Materialliste[Bearbeiten]

  • Einfaches Nachschlagewerk (z.B. Kopien aus Harenberg: Die Geschichte aller Staaten im 20. Jahrhundert)
  • Blatt zum Eintragen, wer was wann präsentiert
  • Film "Good Bye Lenin“ oder "Das Leben der Anderen“ und entsprechende Abspielmöglichkeit
  • Evtl. 2-3 Ausgaben von „Die Neuen Leiden des jungen W.“
  • Quellen und Darstellungen (ca. 4-5s pro Gruppe)

Anhang[Bearbeiten]

Mindmap.jpg

Fazit[Bearbeiten]

Die Verwendung von Pixton im (Geschichts-)Unterricht bietet interessante Möglichkeiten. Sicherlich steigert der Einsatz von selbst erstellten Comics die Motivation der Schülerinnen und Schüler, da sie dabei selbst über die Umsetzung entscheiden und ihrer Kreativität freien Lauf lassen können. Pixton unterstützt die Schülerinnen und Schüler durch seine vielen Funktionen dabei. Die Möglichkeit, mit „Pixton für Schulen“ in einer geschlossenen privaten Umgebung zu arbeiten, in der die Lehrkraft als Moderator auftritt, ist für den Einsatz im Unterricht eine große Erleichterung. Die Lehrkraft kann kontrollieren, was veröffentlicht wird und die Schülerinnen und Schüler gleichzeitig die Möglichkeit haben, sich über ein Forum auszutauschen und zu helfen. Auch bieten die verschiedenen Funktionen wie das Einfügen eigener Bilder und Tondateien in die erstellten Comics eine interessante Möglichkeit. So könnten beispielsweise bekannte (historische) Bilder oder Tonaufzeichnungen (politische Reden und ähnliches) mit in die Comics eingearbeitet werden.
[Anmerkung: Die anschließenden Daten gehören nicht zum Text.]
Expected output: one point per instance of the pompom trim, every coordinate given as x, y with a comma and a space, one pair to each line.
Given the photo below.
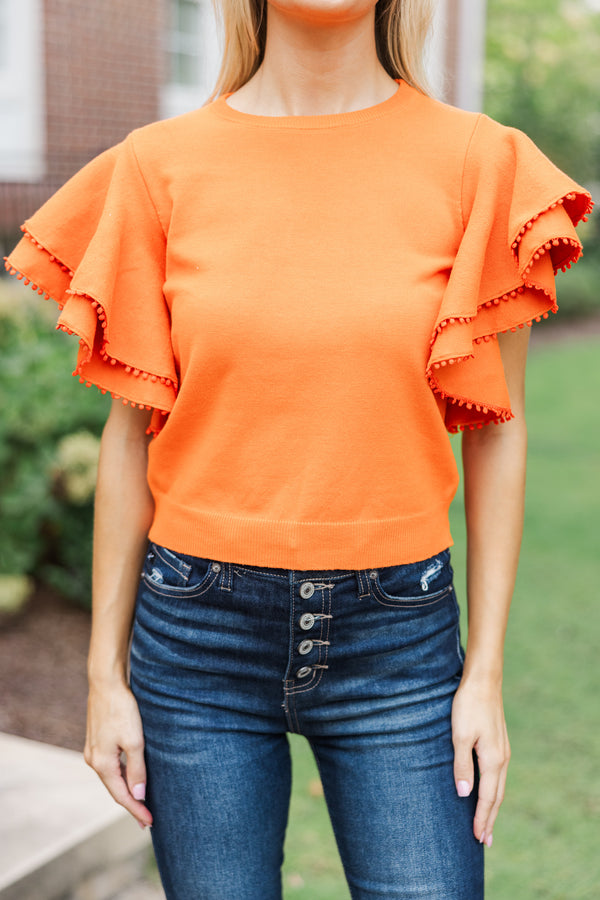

Speziell in Bezug auf die Unterrichtseinheit DDR wären die bekannte Rede von Walter Ulbricht vom 15. Juni 1961 („Niemand hat die Absicht eine Mauer zu bauen. “) oder von Günter Schabowski am 09. November 1989 zur Grenzöffnung gute Beispiele, ebenso das Bild vom DDR-Soldaten Conrad Schumann, der am 15. August 1961 mit Stahlhelm und Maschinenpistole über den ausgerollten Stacheldraht in die Freiheit springt (auch wenn es bei diesem Bild zu bedenken und zu erwähnen gilt, dass es sich um eine nachgestellte Szene handelt).

Auch der Einsatz von Filmen im Unterricht halte ist durchaus geeignet, sei es nun zum Zwecke der Analyse oder als Unterstützung und Visualisierung unterrichtlicher Zusammenhänge, die sowohl über den Text als auch über Filmbeispiele vertieft werden. Dabei gilt es jedoch, wie bei allen Medien ob nun Bild, Ton, Text oder eben Film, bei dem Einsatz die Urheberrechtsbestimmungen zu beachten und sich über die filmpädagogischen Methoden, die zum Einsatz kommen sollen, im Klaren zu sein.

In jedem Fall bietet der Einsatz von digitalen Medien und Web 2.0 im Unterricht neue Möglichkeiten, den Schülerinnen und Schülern nicht nur Wissen, sondern vielfältige Kompetenzen zu vermitteln und ihre Motivation zu steigern.